Genotype Interpretations
What each possible genotype means for this variant:
Normal urate reabsorption — standard uric acid levels
You carry two copies of the G allele, meaning both copies of your URAT1 transporter are intact. Your kidneys reabsorb uric acid normally, and your serum uric acid levels fall in the typical range (roughly 4–7 mg/dL in males, 3–6 mg/dL in females).
This is the nearly universal genotype outside East Asian populations. In Japanese populations, approximately 95% of individuals share this genotype.

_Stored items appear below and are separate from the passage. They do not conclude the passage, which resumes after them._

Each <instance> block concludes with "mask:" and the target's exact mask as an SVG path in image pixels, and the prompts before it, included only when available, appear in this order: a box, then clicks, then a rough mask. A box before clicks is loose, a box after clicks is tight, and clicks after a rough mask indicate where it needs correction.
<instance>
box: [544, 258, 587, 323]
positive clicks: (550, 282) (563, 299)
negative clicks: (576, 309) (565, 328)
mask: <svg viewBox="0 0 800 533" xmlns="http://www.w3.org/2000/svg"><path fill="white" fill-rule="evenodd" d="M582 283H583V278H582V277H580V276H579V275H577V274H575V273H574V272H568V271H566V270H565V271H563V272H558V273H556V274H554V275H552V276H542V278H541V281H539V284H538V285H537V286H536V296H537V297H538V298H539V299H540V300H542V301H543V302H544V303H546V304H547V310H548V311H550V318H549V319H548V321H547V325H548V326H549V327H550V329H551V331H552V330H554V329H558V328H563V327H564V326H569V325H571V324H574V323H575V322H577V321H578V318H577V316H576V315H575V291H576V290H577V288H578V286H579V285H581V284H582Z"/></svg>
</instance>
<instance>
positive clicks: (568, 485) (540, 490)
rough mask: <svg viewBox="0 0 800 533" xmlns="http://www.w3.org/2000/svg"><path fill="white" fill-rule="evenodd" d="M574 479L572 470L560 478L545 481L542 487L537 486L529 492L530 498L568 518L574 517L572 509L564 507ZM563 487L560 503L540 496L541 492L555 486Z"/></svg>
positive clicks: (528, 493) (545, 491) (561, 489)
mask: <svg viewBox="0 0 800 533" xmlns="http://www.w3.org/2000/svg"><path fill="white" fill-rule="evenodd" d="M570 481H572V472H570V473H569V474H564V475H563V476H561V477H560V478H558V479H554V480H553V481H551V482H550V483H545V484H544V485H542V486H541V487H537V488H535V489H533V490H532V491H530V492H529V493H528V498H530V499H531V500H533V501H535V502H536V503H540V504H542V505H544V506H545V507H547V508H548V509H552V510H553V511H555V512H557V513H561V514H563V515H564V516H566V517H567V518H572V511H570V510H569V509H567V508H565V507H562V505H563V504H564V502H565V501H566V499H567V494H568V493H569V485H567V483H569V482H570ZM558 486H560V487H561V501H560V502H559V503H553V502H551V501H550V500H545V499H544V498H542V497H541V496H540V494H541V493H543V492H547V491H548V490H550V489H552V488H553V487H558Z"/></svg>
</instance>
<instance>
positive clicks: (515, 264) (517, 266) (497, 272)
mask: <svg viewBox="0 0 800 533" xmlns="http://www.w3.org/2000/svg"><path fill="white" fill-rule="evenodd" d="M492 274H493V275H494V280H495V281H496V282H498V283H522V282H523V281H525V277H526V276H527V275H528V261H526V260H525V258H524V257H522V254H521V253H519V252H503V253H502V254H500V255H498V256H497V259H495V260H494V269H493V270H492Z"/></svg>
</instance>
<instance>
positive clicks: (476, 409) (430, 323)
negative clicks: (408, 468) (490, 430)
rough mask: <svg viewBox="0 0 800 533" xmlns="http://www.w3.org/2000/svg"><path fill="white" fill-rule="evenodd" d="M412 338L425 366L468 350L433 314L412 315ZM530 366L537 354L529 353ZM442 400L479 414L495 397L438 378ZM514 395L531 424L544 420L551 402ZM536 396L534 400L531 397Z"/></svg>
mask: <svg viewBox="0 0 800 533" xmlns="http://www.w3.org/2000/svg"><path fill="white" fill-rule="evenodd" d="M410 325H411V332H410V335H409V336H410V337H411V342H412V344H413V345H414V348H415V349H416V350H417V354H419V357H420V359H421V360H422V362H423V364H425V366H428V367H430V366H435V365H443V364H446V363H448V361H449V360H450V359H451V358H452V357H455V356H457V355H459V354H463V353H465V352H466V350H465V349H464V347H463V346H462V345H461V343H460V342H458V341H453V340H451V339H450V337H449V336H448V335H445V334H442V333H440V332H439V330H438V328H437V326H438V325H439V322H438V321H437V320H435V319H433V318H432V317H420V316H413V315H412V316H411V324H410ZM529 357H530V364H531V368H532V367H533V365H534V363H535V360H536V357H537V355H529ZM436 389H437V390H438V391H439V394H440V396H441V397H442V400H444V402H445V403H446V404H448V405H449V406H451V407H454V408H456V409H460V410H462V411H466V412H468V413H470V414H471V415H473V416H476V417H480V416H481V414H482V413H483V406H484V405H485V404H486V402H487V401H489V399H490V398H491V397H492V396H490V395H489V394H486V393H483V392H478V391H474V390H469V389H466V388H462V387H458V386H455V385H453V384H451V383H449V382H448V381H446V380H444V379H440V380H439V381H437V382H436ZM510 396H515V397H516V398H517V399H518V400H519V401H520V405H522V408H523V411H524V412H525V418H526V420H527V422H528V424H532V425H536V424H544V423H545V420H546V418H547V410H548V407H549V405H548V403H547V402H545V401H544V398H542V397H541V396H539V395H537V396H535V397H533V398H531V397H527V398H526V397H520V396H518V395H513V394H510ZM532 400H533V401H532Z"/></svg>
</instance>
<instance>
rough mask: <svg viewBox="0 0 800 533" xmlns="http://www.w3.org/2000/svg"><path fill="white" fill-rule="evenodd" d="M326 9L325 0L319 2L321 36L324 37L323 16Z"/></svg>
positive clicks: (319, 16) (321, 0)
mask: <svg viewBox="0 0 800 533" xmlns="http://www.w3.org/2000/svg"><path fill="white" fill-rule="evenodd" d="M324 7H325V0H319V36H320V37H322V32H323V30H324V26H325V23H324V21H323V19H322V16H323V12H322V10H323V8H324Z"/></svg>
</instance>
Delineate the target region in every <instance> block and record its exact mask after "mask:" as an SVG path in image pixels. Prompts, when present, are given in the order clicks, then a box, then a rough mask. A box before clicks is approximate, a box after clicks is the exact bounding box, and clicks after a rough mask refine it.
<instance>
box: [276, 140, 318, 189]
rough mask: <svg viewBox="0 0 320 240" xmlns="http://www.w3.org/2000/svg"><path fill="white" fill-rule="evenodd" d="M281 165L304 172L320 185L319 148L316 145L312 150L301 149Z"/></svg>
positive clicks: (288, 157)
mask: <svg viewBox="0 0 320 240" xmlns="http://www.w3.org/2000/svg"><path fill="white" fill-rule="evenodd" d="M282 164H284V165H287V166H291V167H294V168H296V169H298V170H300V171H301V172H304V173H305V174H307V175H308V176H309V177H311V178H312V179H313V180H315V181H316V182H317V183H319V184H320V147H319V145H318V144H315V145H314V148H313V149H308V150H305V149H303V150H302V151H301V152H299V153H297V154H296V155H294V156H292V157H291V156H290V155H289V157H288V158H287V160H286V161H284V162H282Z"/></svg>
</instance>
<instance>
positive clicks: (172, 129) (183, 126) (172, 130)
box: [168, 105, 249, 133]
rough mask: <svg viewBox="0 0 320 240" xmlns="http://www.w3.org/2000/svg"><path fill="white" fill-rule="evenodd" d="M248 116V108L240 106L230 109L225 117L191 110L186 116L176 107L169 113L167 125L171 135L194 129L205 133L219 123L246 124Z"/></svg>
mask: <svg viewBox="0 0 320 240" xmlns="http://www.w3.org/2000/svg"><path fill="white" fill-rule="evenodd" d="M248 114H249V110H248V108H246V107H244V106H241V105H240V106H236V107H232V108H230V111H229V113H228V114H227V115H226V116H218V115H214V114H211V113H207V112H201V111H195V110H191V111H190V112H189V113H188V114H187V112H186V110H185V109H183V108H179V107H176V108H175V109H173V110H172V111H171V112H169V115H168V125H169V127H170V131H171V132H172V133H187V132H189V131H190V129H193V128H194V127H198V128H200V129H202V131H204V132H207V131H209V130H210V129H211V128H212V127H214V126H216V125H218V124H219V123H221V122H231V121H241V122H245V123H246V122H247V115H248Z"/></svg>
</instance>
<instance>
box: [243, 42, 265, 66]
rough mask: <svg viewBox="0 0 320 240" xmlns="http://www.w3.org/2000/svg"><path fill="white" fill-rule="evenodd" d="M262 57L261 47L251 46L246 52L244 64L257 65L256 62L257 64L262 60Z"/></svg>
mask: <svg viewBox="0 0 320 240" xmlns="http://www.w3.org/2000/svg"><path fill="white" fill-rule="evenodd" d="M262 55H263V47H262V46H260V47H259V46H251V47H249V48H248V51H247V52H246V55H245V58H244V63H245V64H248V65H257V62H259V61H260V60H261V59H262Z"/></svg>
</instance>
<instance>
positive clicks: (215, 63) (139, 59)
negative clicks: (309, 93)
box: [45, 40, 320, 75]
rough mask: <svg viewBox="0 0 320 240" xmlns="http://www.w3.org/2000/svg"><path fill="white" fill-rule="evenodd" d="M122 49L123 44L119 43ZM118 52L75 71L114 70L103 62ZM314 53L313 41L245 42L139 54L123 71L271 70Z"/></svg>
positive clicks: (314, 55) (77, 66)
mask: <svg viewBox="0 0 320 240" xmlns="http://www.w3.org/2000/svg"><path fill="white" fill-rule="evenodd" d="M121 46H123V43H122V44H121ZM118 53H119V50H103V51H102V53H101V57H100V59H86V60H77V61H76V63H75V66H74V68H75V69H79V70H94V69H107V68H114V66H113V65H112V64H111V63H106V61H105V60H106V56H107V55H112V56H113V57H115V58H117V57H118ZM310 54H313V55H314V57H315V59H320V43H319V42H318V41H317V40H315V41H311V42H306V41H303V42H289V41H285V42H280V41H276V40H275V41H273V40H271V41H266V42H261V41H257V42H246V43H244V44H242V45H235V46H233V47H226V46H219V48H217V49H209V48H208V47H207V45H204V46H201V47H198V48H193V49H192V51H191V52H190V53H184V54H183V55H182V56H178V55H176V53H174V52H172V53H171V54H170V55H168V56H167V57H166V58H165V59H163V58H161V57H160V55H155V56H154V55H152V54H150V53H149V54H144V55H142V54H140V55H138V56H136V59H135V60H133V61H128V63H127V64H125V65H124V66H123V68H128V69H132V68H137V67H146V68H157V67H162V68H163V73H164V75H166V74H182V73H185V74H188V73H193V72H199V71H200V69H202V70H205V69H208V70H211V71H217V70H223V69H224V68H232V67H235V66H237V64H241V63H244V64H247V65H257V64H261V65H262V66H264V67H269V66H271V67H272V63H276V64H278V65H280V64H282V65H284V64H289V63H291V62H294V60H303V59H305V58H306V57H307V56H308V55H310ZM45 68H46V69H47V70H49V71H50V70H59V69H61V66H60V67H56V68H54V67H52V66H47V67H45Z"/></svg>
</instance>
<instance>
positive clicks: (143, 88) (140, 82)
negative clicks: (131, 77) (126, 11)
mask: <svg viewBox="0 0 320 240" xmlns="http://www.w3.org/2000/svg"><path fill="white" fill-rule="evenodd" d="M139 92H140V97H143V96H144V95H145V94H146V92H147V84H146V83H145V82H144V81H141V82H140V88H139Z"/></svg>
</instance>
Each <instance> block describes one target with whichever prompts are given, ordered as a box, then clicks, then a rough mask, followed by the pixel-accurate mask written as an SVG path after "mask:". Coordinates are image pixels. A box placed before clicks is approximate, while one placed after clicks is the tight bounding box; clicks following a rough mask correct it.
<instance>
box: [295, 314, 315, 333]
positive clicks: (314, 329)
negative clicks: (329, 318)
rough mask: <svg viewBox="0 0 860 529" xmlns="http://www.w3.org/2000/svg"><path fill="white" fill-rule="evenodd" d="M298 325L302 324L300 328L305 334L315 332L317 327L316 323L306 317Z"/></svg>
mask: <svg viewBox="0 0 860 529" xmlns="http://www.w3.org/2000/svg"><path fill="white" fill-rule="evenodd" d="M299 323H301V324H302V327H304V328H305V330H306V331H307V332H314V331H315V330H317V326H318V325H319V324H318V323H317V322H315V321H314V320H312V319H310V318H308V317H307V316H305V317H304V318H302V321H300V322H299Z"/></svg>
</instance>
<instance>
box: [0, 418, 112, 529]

Both URAT1 copies non-functional — severe hypouricemia with risk of exercise-induced AKI
Complete URAT1 loss of function means the final 90% of urate reabsorption that normally occurs in the proximal tubule is absent. The resulting hypouricemia (serum uric acid ≤ 1 mg/dL) has two major clinical consequences:
First, the positive: you are essentially immune to gout. In the Sakiyama et al. (2016) study of nearly 2,000 gout patients, not a single W258X carrier was found. The anti-gout protection is among the strongest conferred by any single genetic variant.
Second, the risk: exercise-induced acute kidney injury (EIAKI). Kaito et al. (2013) found SLC22A12 mutations in 15 of 17 EIAKI patients; the homozygous loss-of-function state (including W258X/W258X) accounted for the majority. Vigorous or prolonged exercise causes a sudden surge in urate in the tubular lumen. With no URAT1 to move it, very high concentrations of uric acid may exceed solubility in concentrated urine, precipitating crystals in the tubules and triggering AKI — which typically presents hours after exercise with flank pain, nausea, and reduced urine output.
The Hosoyamada et al. (2016) mouse model confirmed that allopurinol — by reducing uric acid production at the xanthine oxidase step before it even reaches the kidney — can prevent EIAKI in the hypouricemic state.
One non-functional URAT1 copy — moderately lower uric acid, gout protection
With one functional and one non-functional URAT1 copy, your urate reabsorption capacity is roughly halved. The Hamajima et al. (2011) study of 5,023 Japanese adults found heterozygotes had a mean serum uric acid of 3.9 mg/dL (males), compared to 6.2 mg/dL for GG homozygotes. Sakiyama et al. (2016) confirmed that W258X carrier status was completely absent among 1,993 gout patients — even heterozygosity provides substantial gout protection.
The risk of exercise-induced AKI is low for heterozygotes but not entirely absent. Two heterozygous carriers developed EIAKI in the Kaito et al. (2013) series; though rare, high-intensity dehydrating exercise in a heterozygous carrier should be approached with adequate pre-hydration.